Yassmin Abdel-Magied AMIMechE, Well Engineer, Shell
Why did you decide to become a mechanical engineer?
After seeing a film about racing as a child, I wanted to be the first female, black, Muslim F1 driver – so it was my love of motorsport that got me interested in mechanical engineering initially. And I’ve always wanted to make a contribution to the world. I was born in Sudan, so know that people need solutions to real world problems so they can improve and empower their lives.
What course did you study, what degree type, and where?
I studied Mechanical Engineering at Queensland University in Australia. For my thesis, I designed and helped build the chassis for the car we entered into IMechE’s Formula Student competition.
How has your course helped you?
You really learn the basics when you study mechanical engineering. It teaches you how to think and solve problems. Really importantly, you learn how to work with people from lots of different backgrounds.
Describe a typical day for you as a mechanical engineer?
The cool thing about a job in mechanical engineering is that there is no typical day. Generally, my current role has two sides to it; onshore and offshore. When I’m onshore, I spend my time helping to prepare for drilling projects, working with geologists to understand what’s under ground and then figure out the best rig for each hole.
When I’m offshore working on a rig, I’m supporting the Drilling Supervisor, organising people to get the job done right and designing solutions to make things happen. It’s hard work but definitely fun and exciting to see our plans turn into reality.
What’s the most exciting thing you’ve ever done in your career?
A couple of things stand out. For one particular project, where we were drilling for gas, we needed to drill 3,000 metres underground to hit a 16-inch target. It took four months of long days, and a big group of people, but we managed it in record time. The sense of achievement within the team was awesome.
My involvement in the Formula Student competition was also very satisfying. It was great to design and build the car, and then see it actually raced!

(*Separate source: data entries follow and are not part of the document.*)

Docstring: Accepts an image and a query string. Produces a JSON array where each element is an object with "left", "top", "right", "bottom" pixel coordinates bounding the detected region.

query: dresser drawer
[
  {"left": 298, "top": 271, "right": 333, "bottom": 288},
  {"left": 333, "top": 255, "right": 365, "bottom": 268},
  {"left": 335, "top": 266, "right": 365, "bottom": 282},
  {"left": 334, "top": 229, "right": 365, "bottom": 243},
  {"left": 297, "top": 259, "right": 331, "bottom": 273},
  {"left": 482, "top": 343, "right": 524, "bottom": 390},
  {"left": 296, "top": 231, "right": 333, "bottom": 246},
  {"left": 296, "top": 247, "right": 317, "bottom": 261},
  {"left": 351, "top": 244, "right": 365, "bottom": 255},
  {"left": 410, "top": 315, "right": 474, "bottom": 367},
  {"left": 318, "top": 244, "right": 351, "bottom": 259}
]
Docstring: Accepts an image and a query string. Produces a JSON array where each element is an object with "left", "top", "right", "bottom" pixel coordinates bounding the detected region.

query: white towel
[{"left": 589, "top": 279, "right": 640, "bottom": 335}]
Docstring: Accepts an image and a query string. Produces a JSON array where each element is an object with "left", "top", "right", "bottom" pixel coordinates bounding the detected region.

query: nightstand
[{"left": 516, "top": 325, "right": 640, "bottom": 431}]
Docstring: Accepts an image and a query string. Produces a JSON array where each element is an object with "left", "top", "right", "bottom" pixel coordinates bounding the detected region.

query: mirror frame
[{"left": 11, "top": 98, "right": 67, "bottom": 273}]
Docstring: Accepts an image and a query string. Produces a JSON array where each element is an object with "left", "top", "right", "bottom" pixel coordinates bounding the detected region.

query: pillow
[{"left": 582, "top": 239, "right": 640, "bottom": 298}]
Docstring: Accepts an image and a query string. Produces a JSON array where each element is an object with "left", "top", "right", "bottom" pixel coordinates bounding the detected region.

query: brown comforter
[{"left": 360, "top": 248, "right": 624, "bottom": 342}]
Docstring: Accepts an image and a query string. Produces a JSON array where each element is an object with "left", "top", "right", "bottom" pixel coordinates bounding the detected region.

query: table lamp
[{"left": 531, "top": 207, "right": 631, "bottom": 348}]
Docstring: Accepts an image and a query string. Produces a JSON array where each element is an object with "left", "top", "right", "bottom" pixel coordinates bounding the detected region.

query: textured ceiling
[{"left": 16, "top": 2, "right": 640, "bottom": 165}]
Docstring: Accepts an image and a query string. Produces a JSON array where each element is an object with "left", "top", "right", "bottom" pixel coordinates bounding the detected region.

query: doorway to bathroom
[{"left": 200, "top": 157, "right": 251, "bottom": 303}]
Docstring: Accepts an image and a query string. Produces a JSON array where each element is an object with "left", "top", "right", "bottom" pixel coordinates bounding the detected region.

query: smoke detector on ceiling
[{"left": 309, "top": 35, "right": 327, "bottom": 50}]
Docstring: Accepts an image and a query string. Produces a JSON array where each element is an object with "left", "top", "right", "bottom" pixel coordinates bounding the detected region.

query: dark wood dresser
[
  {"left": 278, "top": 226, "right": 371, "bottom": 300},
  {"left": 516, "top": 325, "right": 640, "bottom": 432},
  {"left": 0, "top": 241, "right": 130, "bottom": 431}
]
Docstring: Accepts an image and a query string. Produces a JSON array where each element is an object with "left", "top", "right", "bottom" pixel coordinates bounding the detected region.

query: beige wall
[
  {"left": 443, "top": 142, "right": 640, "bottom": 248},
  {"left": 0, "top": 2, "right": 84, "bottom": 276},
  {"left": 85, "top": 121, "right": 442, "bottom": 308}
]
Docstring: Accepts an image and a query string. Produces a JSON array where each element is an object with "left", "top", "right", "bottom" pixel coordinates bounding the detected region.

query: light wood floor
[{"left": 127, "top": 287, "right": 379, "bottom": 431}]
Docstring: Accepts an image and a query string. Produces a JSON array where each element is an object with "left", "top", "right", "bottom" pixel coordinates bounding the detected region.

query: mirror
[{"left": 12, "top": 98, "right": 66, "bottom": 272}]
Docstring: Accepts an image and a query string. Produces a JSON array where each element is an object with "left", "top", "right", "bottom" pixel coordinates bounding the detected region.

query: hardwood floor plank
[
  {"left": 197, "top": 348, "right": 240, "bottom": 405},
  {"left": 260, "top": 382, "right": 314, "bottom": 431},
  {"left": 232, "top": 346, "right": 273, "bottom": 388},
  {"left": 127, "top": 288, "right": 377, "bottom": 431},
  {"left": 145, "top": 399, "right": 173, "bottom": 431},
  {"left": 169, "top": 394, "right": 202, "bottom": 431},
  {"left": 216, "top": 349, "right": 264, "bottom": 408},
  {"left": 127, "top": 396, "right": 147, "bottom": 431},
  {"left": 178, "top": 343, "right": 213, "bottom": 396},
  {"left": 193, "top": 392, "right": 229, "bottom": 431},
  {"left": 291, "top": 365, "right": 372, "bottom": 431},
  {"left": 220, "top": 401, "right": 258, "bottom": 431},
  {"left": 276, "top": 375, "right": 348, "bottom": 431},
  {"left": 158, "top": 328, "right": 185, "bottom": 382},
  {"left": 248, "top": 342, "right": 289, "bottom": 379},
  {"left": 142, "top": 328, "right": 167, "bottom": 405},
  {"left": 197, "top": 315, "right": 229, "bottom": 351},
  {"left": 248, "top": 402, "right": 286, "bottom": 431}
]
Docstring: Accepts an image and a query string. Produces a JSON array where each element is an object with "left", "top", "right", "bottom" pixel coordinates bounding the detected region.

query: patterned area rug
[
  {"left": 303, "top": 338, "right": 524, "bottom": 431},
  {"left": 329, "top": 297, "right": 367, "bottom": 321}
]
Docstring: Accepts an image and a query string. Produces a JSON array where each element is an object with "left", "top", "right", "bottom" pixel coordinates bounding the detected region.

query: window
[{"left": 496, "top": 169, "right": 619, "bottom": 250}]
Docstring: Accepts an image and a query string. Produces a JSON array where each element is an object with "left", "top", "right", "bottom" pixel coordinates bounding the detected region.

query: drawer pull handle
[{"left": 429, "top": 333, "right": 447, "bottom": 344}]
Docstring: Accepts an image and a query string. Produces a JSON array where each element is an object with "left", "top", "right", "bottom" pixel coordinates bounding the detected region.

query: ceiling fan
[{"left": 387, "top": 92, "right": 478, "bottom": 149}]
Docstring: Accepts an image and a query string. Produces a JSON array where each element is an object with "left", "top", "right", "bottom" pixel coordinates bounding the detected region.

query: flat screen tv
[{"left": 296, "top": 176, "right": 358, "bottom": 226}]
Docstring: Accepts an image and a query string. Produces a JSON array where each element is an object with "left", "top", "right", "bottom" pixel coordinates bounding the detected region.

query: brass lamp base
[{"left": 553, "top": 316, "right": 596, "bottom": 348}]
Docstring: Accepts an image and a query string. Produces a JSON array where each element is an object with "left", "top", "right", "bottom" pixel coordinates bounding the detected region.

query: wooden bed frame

What do you like most about your job?
I never know what’s going to happen next. Even with lots of planning, drilling is unpredictable by nature, so you often get interesting problems to solve. I also like getting to work with lots of different kinds of people from all corners of the world – from Trinidad & Tobago to Houston, USA. You get to hear some amazing stories!

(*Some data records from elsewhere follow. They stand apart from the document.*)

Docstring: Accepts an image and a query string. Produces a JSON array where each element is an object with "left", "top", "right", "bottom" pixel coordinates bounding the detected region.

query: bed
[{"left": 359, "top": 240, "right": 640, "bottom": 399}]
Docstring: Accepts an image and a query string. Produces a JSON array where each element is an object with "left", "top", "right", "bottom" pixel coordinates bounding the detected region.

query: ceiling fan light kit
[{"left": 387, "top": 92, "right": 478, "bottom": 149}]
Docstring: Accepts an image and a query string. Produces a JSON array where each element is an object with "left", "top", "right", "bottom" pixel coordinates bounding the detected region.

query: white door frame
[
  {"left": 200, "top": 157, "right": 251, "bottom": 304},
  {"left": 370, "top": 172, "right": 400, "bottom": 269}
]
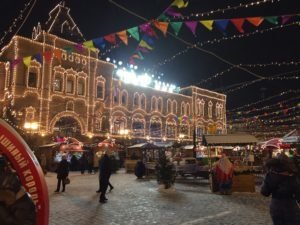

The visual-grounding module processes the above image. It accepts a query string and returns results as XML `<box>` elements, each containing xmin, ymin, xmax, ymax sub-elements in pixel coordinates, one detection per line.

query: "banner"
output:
<box><xmin>0</xmin><ymin>119</ymin><xmax>49</xmax><ymax>225</ymax></box>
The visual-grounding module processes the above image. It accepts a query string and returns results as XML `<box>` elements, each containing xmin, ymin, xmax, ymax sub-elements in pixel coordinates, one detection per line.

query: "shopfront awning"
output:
<box><xmin>202</xmin><ymin>134</ymin><xmax>258</xmax><ymax>146</ymax></box>
<box><xmin>128</xmin><ymin>142</ymin><xmax>162</xmax><ymax>149</ymax></box>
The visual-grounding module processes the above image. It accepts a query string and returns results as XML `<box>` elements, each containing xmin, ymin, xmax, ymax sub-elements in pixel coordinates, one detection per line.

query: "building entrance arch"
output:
<box><xmin>49</xmin><ymin>112</ymin><xmax>86</xmax><ymax>137</ymax></box>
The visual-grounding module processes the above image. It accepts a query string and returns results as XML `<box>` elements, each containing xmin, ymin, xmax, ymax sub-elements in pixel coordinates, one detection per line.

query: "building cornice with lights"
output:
<box><xmin>0</xmin><ymin>2</ymin><xmax>227</xmax><ymax>140</ymax></box>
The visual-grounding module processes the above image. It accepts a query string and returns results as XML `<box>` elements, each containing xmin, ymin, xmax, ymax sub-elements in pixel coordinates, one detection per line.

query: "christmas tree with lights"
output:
<box><xmin>156</xmin><ymin>150</ymin><xmax>175</xmax><ymax>189</ymax></box>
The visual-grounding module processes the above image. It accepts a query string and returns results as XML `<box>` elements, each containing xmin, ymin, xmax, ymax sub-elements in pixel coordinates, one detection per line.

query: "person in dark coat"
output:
<box><xmin>99</xmin><ymin>152</ymin><xmax>111</xmax><ymax>203</ymax></box>
<box><xmin>260</xmin><ymin>157</ymin><xmax>300</xmax><ymax>225</ymax></box>
<box><xmin>96</xmin><ymin>155</ymin><xmax>114</xmax><ymax>193</ymax></box>
<box><xmin>134</xmin><ymin>160</ymin><xmax>146</xmax><ymax>179</ymax></box>
<box><xmin>55</xmin><ymin>155</ymin><xmax>69</xmax><ymax>192</ymax></box>
<box><xmin>0</xmin><ymin>153</ymin><xmax>36</xmax><ymax>225</ymax></box>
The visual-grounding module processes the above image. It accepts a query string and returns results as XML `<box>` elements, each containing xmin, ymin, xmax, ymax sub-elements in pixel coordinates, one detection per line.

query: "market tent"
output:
<box><xmin>282</xmin><ymin>129</ymin><xmax>300</xmax><ymax>144</ymax></box>
<box><xmin>98</xmin><ymin>139</ymin><xmax>118</xmax><ymax>151</ymax></box>
<box><xmin>202</xmin><ymin>134</ymin><xmax>258</xmax><ymax>146</ymax></box>
<box><xmin>128</xmin><ymin>142</ymin><xmax>162</xmax><ymax>149</ymax></box>
<box><xmin>261</xmin><ymin>138</ymin><xmax>282</xmax><ymax>149</ymax></box>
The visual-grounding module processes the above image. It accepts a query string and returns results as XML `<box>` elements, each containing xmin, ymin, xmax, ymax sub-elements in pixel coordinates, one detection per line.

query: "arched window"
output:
<box><xmin>141</xmin><ymin>94</ymin><xmax>146</xmax><ymax>109</ymax></box>
<box><xmin>53</xmin><ymin>74</ymin><xmax>63</xmax><ymax>92</ymax></box>
<box><xmin>150</xmin><ymin>116</ymin><xmax>162</xmax><ymax>137</ymax></box>
<box><xmin>167</xmin><ymin>99</ymin><xmax>172</xmax><ymax>113</ymax></box>
<box><xmin>66</xmin><ymin>101</ymin><xmax>74</xmax><ymax>111</ymax></box>
<box><xmin>27</xmin><ymin>62</ymin><xmax>40</xmax><ymax>88</ymax></box>
<box><xmin>185</xmin><ymin>103</ymin><xmax>191</xmax><ymax>116</ymax></box>
<box><xmin>132</xmin><ymin>114</ymin><xmax>145</xmax><ymax>137</ymax></box>
<box><xmin>77</xmin><ymin>79</ymin><xmax>85</xmax><ymax>95</ymax></box>
<box><xmin>195</xmin><ymin>99</ymin><xmax>200</xmax><ymax>115</ymax></box>
<box><xmin>114</xmin><ymin>88</ymin><xmax>120</xmax><ymax>105</ymax></box>
<box><xmin>208</xmin><ymin>101</ymin><xmax>213</xmax><ymax>118</ymax></box>
<box><xmin>172</xmin><ymin>100</ymin><xmax>177</xmax><ymax>113</ymax></box>
<box><xmin>157</xmin><ymin>97</ymin><xmax>162</xmax><ymax>112</ymax></box>
<box><xmin>180</xmin><ymin>102</ymin><xmax>185</xmax><ymax>115</ymax></box>
<box><xmin>151</xmin><ymin>96</ymin><xmax>157</xmax><ymax>111</ymax></box>
<box><xmin>199</xmin><ymin>99</ymin><xmax>205</xmax><ymax>116</ymax></box>
<box><xmin>66</xmin><ymin>76</ymin><xmax>74</xmax><ymax>94</ymax></box>
<box><xmin>96</xmin><ymin>82</ymin><xmax>104</xmax><ymax>99</ymax></box>
<box><xmin>133</xmin><ymin>93</ymin><xmax>139</xmax><ymax>107</ymax></box>
<box><xmin>166</xmin><ymin>119</ymin><xmax>177</xmax><ymax>138</ymax></box>
<box><xmin>121</xmin><ymin>90</ymin><xmax>128</xmax><ymax>106</ymax></box>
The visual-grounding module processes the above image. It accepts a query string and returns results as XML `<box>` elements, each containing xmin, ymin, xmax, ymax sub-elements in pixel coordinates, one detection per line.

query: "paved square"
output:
<box><xmin>46</xmin><ymin>170</ymin><xmax>272</xmax><ymax>225</ymax></box>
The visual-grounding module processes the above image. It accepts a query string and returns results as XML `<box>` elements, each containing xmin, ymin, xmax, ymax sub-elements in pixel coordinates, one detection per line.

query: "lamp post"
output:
<box><xmin>24</xmin><ymin>122</ymin><xmax>39</xmax><ymax>149</ymax></box>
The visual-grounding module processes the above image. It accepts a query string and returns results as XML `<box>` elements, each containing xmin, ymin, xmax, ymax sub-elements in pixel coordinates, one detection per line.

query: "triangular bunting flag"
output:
<box><xmin>171</xmin><ymin>0</ymin><xmax>189</xmax><ymax>9</ymax></box>
<box><xmin>246</xmin><ymin>17</ymin><xmax>264</xmax><ymax>27</ymax></box>
<box><xmin>136</xmin><ymin>46</ymin><xmax>149</xmax><ymax>53</ymax></box>
<box><xmin>165</xmin><ymin>7</ymin><xmax>182</xmax><ymax>17</ymax></box>
<box><xmin>23</xmin><ymin>56</ymin><xmax>31</xmax><ymax>67</ymax></box>
<box><xmin>32</xmin><ymin>54</ymin><xmax>43</xmax><ymax>64</ymax></box>
<box><xmin>131</xmin><ymin>54</ymin><xmax>140</xmax><ymax>59</ymax></box>
<box><xmin>74</xmin><ymin>43</ymin><xmax>83</xmax><ymax>53</ymax></box>
<box><xmin>281</xmin><ymin>15</ymin><xmax>292</xmax><ymax>25</ymax></box>
<box><xmin>170</xmin><ymin>22</ymin><xmax>182</xmax><ymax>36</ymax></box>
<box><xmin>185</xmin><ymin>21</ymin><xmax>198</xmax><ymax>36</ymax></box>
<box><xmin>43</xmin><ymin>51</ymin><xmax>52</xmax><ymax>62</ymax></box>
<box><xmin>127</xmin><ymin>27</ymin><xmax>140</xmax><ymax>41</ymax></box>
<box><xmin>215</xmin><ymin>20</ymin><xmax>229</xmax><ymax>35</ymax></box>
<box><xmin>93</xmin><ymin>37</ymin><xmax>105</xmax><ymax>49</ymax></box>
<box><xmin>83</xmin><ymin>40</ymin><xmax>95</xmax><ymax>49</ymax></box>
<box><xmin>117</xmin><ymin>30</ymin><xmax>128</xmax><ymax>45</ymax></box>
<box><xmin>153</xmin><ymin>21</ymin><xmax>169</xmax><ymax>36</ymax></box>
<box><xmin>137</xmin><ymin>52</ymin><xmax>144</xmax><ymax>60</ymax></box>
<box><xmin>199</xmin><ymin>20</ymin><xmax>214</xmax><ymax>30</ymax></box>
<box><xmin>265</xmin><ymin>16</ymin><xmax>278</xmax><ymax>25</ymax></box>
<box><xmin>64</xmin><ymin>47</ymin><xmax>73</xmax><ymax>54</ymax></box>
<box><xmin>157</xmin><ymin>14</ymin><xmax>169</xmax><ymax>21</ymax></box>
<box><xmin>230</xmin><ymin>18</ymin><xmax>245</xmax><ymax>33</ymax></box>
<box><xmin>139</xmin><ymin>40</ymin><xmax>153</xmax><ymax>50</ymax></box>
<box><xmin>140</xmin><ymin>23</ymin><xmax>157</xmax><ymax>37</ymax></box>
<box><xmin>11</xmin><ymin>58</ymin><xmax>21</xmax><ymax>67</ymax></box>
<box><xmin>53</xmin><ymin>48</ymin><xmax>62</xmax><ymax>60</ymax></box>
<box><xmin>129</xmin><ymin>57</ymin><xmax>136</xmax><ymax>65</ymax></box>
<box><xmin>104</xmin><ymin>34</ymin><xmax>116</xmax><ymax>45</ymax></box>
<box><xmin>142</xmin><ymin>35</ymin><xmax>154</xmax><ymax>45</ymax></box>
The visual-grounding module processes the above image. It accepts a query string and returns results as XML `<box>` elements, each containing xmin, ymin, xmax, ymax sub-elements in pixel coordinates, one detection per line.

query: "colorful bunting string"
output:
<box><xmin>152</xmin><ymin>21</ymin><xmax>299</xmax><ymax>70</ymax></box>
<box><xmin>175</xmin><ymin>0</ymin><xmax>281</xmax><ymax>20</ymax></box>
<box><xmin>8</xmin><ymin>12</ymin><xmax>299</xmax><ymax>68</ymax></box>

Do you get to be creative?
I’d say creativity is the basis of engineering. It’s about design, albeit underpinned by physics, and needs creativity to take it from an idea to reality.

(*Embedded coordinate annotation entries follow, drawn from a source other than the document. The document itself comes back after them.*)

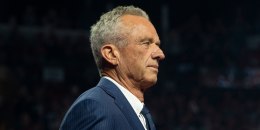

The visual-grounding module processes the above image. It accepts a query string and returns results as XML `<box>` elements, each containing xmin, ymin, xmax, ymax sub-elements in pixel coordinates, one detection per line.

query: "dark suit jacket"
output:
<box><xmin>60</xmin><ymin>78</ymin><xmax>153</xmax><ymax>130</ymax></box>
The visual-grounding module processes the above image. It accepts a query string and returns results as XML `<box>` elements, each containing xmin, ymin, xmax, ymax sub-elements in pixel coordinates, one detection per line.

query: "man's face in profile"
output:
<box><xmin>118</xmin><ymin>15</ymin><xmax>165</xmax><ymax>89</ymax></box>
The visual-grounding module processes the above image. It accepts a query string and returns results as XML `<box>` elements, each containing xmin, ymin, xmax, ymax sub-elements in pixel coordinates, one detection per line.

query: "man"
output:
<box><xmin>60</xmin><ymin>6</ymin><xmax>165</xmax><ymax>130</ymax></box>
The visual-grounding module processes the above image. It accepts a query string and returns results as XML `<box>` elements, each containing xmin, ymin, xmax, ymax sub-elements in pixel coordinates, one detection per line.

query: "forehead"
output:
<box><xmin>121</xmin><ymin>15</ymin><xmax>159</xmax><ymax>41</ymax></box>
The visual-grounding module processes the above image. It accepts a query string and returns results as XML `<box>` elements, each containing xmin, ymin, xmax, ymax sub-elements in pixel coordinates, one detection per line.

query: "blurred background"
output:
<box><xmin>0</xmin><ymin>0</ymin><xmax>260</xmax><ymax>130</ymax></box>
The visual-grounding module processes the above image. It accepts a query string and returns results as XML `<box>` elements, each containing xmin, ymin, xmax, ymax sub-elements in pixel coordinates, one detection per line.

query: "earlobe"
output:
<box><xmin>101</xmin><ymin>44</ymin><xmax>118</xmax><ymax>65</ymax></box>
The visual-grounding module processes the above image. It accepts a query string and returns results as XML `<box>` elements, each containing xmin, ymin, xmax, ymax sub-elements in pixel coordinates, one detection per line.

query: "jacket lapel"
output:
<box><xmin>97</xmin><ymin>78</ymin><xmax>144</xmax><ymax>130</ymax></box>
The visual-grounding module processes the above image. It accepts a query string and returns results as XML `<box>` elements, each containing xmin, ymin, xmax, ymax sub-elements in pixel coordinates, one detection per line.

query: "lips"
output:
<box><xmin>148</xmin><ymin>65</ymin><xmax>159</xmax><ymax>69</ymax></box>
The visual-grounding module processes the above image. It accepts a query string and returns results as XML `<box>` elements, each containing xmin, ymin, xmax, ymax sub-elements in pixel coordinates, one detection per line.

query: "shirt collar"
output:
<box><xmin>103</xmin><ymin>76</ymin><xmax>144</xmax><ymax>115</ymax></box>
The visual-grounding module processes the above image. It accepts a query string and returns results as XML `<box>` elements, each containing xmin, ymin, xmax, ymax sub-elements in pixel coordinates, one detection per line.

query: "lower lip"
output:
<box><xmin>149</xmin><ymin>67</ymin><xmax>158</xmax><ymax>71</ymax></box>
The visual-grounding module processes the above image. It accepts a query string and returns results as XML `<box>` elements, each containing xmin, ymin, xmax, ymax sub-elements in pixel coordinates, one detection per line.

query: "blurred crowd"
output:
<box><xmin>0</xmin><ymin>1</ymin><xmax>260</xmax><ymax>130</ymax></box>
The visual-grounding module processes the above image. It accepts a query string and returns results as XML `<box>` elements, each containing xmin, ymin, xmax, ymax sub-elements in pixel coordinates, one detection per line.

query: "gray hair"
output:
<box><xmin>90</xmin><ymin>6</ymin><xmax>149</xmax><ymax>74</ymax></box>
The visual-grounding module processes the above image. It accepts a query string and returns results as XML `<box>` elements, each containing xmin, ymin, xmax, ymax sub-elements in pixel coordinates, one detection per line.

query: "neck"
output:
<box><xmin>101</xmin><ymin>71</ymin><xmax>144</xmax><ymax>102</ymax></box>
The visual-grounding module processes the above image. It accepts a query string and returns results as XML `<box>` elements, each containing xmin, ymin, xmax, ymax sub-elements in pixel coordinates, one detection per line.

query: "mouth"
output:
<box><xmin>147</xmin><ymin>65</ymin><xmax>159</xmax><ymax>70</ymax></box>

Have you worked overseas? If not, do you have plans to?
Even in my short career, I’ve had lots of opportunity to travel in my job. So far, I’ve been to Malaysia, Houston, the Netherlands, Brunei, and Australia.
What are your plans for further professional development?
At the moment, I’m focussed on being the best Well Engineer I can be. After that, who knows? I might move into more of a management role, or consider government relations. I’m planning to become a Chartered engineer, because Chartered status is recognised everywhere in the world.
What do you like most about the profession?
There are lots of things. No two days are the same, you get to work with all kinds of people, do that in all sorts of places, but above all, you’re solving problems to create a better world for people.
What contribution do you think mechanical engineers make to society?
Mechanical engineers already make a big contribution to society, and I think that contribution can only get bigger. It will be mechanical engineers that debate and solve the most significant problems the world is facing. From tackling climate change, to overcoming water and food shortages, I believe we have the mix of creative, analytical and practical skills needed to meet these huge challenges.
What advice would you give a young person considering a career in mechanical engineering?
Do it, do it, do it! Studying mechanical engineering gives you the foundations on which to build a career that benefits both you and the wider world. The first couple of years are tough because you’re learning so many new things. But push through that because the rewards are so worth it. And don’t let anyone tell you that you can’t do it – believe in yourself and then others will too.